Its unit of analysis is intended use, not architecture or performance ceilings. The paper assumes that powerful models already exist (and will continue to improve) and asks:

  • What kind of AI biomarker is this, really?
  • What evidence is proportionate to the clinical risk it introduces?
  • When is screening acceptable, and when is replacement a bridge too far?
  • What does “validation” actually mean once you leave the lab?

In that sense, Aldea is closer to clinical doctrine, health policy, and systems engineering than to computer science. It is explicitly normative: it tells the field how to behave if it wants trust, adoption, and scale.


Valanarasu et al. (Cell): scientific discovery and technical proof

By contrast, Valanarasu et al. (gigaTIME) is a pure science research paper, published in Cell for exactly that reason. Its goal is to show that something previously thought infeasible is, in fact, possible.

Its core scientific claims are:

  • H&E morphology contains enough latent signal to reconstruct spatial proteomic patterns.
  • A multimodal, foundation-style model can learn a cross-modal translation from H&E to multiplex immunofluorescence.
  • Once that translation exists, you can generate virtual populations at unprecedented scale, enabling discoveries that were previously blocked by data scarcity.

The unit of analysis here is capability:

  • Can we do this at all?
  • Does it generalize?
  • What new biological insights fall out once we can?

This is not a clinical deployment paper, and it is not trying to be. There is no pretense that gigaTIME is a “biomarker” in the regulatory or ESMO sense. It is an enabling scientific instrument.


Why they are different — and why they belong together

Seen clearly, the papers are not in tension at all.

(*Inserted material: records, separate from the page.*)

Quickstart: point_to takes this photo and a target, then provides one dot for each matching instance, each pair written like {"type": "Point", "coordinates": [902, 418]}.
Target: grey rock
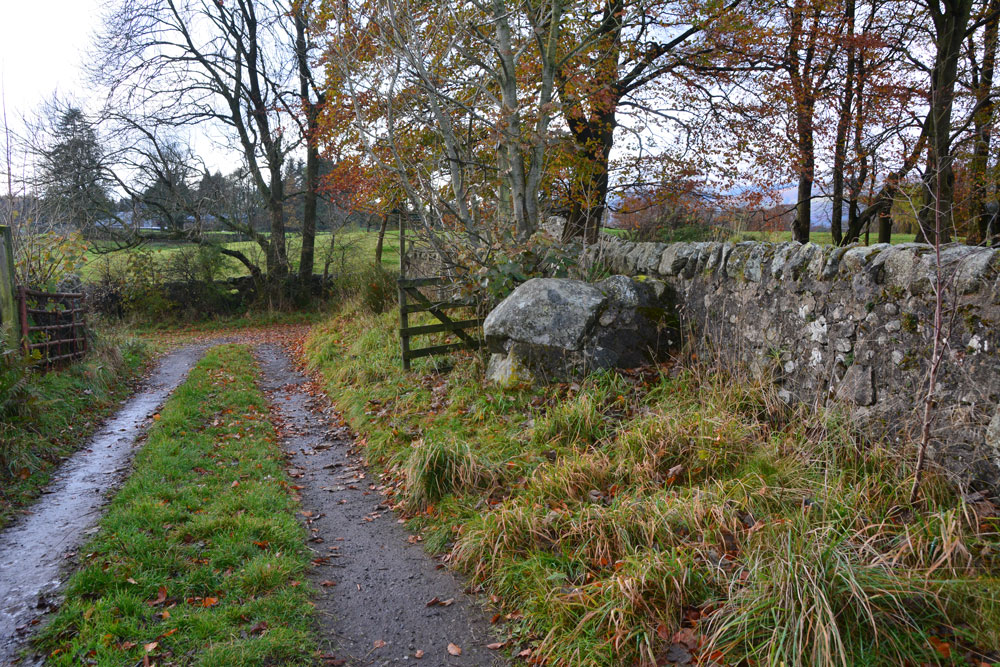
{"type": "Point", "coordinates": [545, 311]}
{"type": "Point", "coordinates": [552, 329]}
{"type": "Point", "coordinates": [857, 386]}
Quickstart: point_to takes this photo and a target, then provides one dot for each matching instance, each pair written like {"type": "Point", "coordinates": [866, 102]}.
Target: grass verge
{"type": "Point", "coordinates": [199, 558]}
{"type": "Point", "coordinates": [669, 516]}
{"type": "Point", "coordinates": [47, 416]}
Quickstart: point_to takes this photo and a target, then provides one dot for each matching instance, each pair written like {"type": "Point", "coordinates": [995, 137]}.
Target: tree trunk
{"type": "Point", "coordinates": [807, 175]}
{"type": "Point", "coordinates": [277, 255]}
{"type": "Point", "coordinates": [381, 239]}
{"type": "Point", "coordinates": [843, 126]}
{"type": "Point", "coordinates": [939, 177]}
{"type": "Point", "coordinates": [589, 186]}
{"type": "Point", "coordinates": [308, 252]}
{"type": "Point", "coordinates": [978, 230]}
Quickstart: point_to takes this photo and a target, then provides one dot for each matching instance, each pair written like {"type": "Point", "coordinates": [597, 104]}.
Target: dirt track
{"type": "Point", "coordinates": [375, 612]}
{"type": "Point", "coordinates": [35, 552]}
{"type": "Point", "coordinates": [373, 579]}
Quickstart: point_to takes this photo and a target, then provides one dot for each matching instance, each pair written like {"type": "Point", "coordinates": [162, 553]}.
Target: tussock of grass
{"type": "Point", "coordinates": [52, 414]}
{"type": "Point", "coordinates": [609, 517]}
{"type": "Point", "coordinates": [200, 552]}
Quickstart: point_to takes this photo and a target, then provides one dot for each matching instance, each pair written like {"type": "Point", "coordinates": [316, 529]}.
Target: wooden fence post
{"type": "Point", "coordinates": [8, 307]}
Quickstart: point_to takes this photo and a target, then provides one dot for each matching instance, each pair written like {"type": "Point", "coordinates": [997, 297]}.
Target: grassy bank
{"type": "Point", "coordinates": [669, 515]}
{"type": "Point", "coordinates": [44, 417]}
{"type": "Point", "coordinates": [199, 556]}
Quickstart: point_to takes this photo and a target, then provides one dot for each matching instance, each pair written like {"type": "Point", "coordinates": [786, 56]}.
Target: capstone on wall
{"type": "Point", "coordinates": [850, 326]}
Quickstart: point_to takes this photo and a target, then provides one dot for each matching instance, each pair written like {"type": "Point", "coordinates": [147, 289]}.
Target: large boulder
{"type": "Point", "coordinates": [552, 329]}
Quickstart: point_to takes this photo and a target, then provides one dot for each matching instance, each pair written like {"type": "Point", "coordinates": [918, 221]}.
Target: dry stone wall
{"type": "Point", "coordinates": [850, 326]}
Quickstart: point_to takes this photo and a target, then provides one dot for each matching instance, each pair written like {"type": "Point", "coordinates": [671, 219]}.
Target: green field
{"type": "Point", "coordinates": [172, 258]}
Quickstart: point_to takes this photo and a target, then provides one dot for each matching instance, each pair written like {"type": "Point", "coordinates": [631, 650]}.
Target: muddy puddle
{"type": "Point", "coordinates": [35, 550]}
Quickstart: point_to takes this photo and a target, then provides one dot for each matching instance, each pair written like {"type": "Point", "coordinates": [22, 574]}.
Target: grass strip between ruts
{"type": "Point", "coordinates": [199, 558]}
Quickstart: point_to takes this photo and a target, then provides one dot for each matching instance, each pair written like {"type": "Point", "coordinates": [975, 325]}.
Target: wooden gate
{"type": "Point", "coordinates": [412, 300]}
{"type": "Point", "coordinates": [52, 324]}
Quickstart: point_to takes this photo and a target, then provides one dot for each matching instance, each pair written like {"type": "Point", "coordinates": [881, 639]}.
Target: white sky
{"type": "Point", "coordinates": [42, 43]}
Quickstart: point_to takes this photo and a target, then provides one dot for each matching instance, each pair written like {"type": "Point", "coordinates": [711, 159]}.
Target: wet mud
{"type": "Point", "coordinates": [374, 580]}
{"type": "Point", "coordinates": [37, 550]}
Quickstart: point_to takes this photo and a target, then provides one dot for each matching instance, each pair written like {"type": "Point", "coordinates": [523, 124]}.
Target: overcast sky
{"type": "Point", "coordinates": [42, 43]}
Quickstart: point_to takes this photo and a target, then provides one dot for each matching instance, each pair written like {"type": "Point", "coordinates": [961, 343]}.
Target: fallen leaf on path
{"type": "Point", "coordinates": [942, 647]}
{"type": "Point", "coordinates": [161, 597]}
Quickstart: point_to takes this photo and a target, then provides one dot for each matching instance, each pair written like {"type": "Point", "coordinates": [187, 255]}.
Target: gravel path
{"type": "Point", "coordinates": [35, 550]}
{"type": "Point", "coordinates": [373, 607]}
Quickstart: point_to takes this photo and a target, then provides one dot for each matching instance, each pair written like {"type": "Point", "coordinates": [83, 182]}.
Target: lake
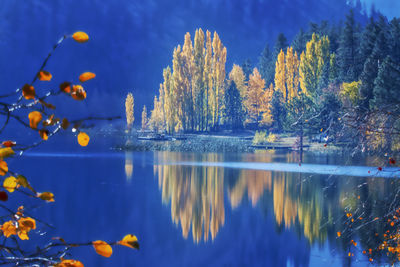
{"type": "Point", "coordinates": [189, 209]}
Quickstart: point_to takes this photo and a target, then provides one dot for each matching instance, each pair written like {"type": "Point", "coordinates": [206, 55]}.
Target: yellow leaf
{"type": "Point", "coordinates": [3, 167]}
{"type": "Point", "coordinates": [48, 196]}
{"type": "Point", "coordinates": [28, 91]}
{"type": "Point", "coordinates": [44, 75]}
{"type": "Point", "coordinates": [6, 152]}
{"type": "Point", "coordinates": [129, 241]}
{"type": "Point", "coordinates": [78, 93]}
{"type": "Point", "coordinates": [10, 183]}
{"type": "Point", "coordinates": [8, 229]}
{"type": "Point", "coordinates": [65, 124]}
{"type": "Point", "coordinates": [66, 87]}
{"type": "Point", "coordinates": [44, 134]}
{"type": "Point", "coordinates": [83, 139]}
{"type": "Point", "coordinates": [34, 118]}
{"type": "Point", "coordinates": [26, 224]}
{"type": "Point", "coordinates": [80, 37]}
{"type": "Point", "coordinates": [9, 143]}
{"type": "Point", "coordinates": [23, 235]}
{"type": "Point", "coordinates": [102, 248]}
{"type": "Point", "coordinates": [86, 76]}
{"type": "Point", "coordinates": [69, 263]}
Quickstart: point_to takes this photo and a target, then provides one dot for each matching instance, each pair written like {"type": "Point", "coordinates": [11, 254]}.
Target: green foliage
{"type": "Point", "coordinates": [234, 113]}
{"type": "Point", "coordinates": [350, 91]}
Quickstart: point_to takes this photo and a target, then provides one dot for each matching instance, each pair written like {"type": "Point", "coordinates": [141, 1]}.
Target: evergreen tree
{"type": "Point", "coordinates": [233, 106]}
{"type": "Point", "coordinates": [387, 86]}
{"type": "Point", "coordinates": [278, 111]}
{"type": "Point", "coordinates": [300, 41]}
{"type": "Point", "coordinates": [246, 67]}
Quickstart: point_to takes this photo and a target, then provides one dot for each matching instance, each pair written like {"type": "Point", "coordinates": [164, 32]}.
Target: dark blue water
{"type": "Point", "coordinates": [204, 215]}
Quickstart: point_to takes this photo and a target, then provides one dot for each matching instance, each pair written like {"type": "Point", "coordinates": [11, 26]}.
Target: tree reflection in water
{"type": "Point", "coordinates": [353, 215]}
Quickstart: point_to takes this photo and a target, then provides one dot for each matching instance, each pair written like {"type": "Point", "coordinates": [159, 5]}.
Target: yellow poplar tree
{"type": "Point", "coordinates": [198, 81]}
{"type": "Point", "coordinates": [280, 75]}
{"type": "Point", "coordinates": [238, 77]}
{"type": "Point", "coordinates": [144, 118]}
{"type": "Point", "coordinates": [292, 73]}
{"type": "Point", "coordinates": [255, 102]}
{"type": "Point", "coordinates": [129, 105]}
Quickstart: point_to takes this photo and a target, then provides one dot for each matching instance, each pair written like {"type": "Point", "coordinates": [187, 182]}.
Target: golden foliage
{"type": "Point", "coordinates": [44, 75]}
{"type": "Point", "coordinates": [78, 93]}
{"type": "Point", "coordinates": [6, 152]}
{"type": "Point", "coordinates": [83, 139]}
{"type": "Point", "coordinates": [69, 263]}
{"type": "Point", "coordinates": [80, 37]}
{"type": "Point", "coordinates": [102, 248]}
{"type": "Point", "coordinates": [8, 143]}
{"type": "Point", "coordinates": [86, 76]}
{"type": "Point", "coordinates": [65, 87]}
{"type": "Point", "coordinates": [3, 167]}
{"type": "Point", "coordinates": [48, 196]}
{"type": "Point", "coordinates": [44, 134]}
{"type": "Point", "coordinates": [130, 241]}
{"type": "Point", "coordinates": [10, 183]}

They sit at different layers of the same stack:

  • gigaTIME (Cell) lives at the capability layer:
    What can foundation models extract from routine pathology that humans cannot?
  • Aldea / ESMO (Annals of Oncology) lives at the deployment layer:
    Once such capabilities exist, how do we classify, validate, and safely use them in medicine?

A useful way to say it bluntly:

gigaTIME expands the possibility space.
EBAI constrains the permission space.

That is exactly why your instinct to review them together — but not conflate them — is correct.


The key connective insight (without collapsing the categories)

What gigaTIME enables, Aldea helps discipline.

  • gigaTIME makes Class B–style economics (image-first, molecular-scale inference) plausible at population scale.
  • Aldea explains why those same tools should initially be framed as screening, enrichment, or discovery instruments, not instant replacements for molecular assays.
  • gigaTIME shows that H&E can be a gateway to multiplex biology.
  • Aldea explains when and how such gateways can be allowed to influence care.

Put differently:
Cell papers create new worlds; ESMO papers decide which doors you’re allowed to open, and under what supervision.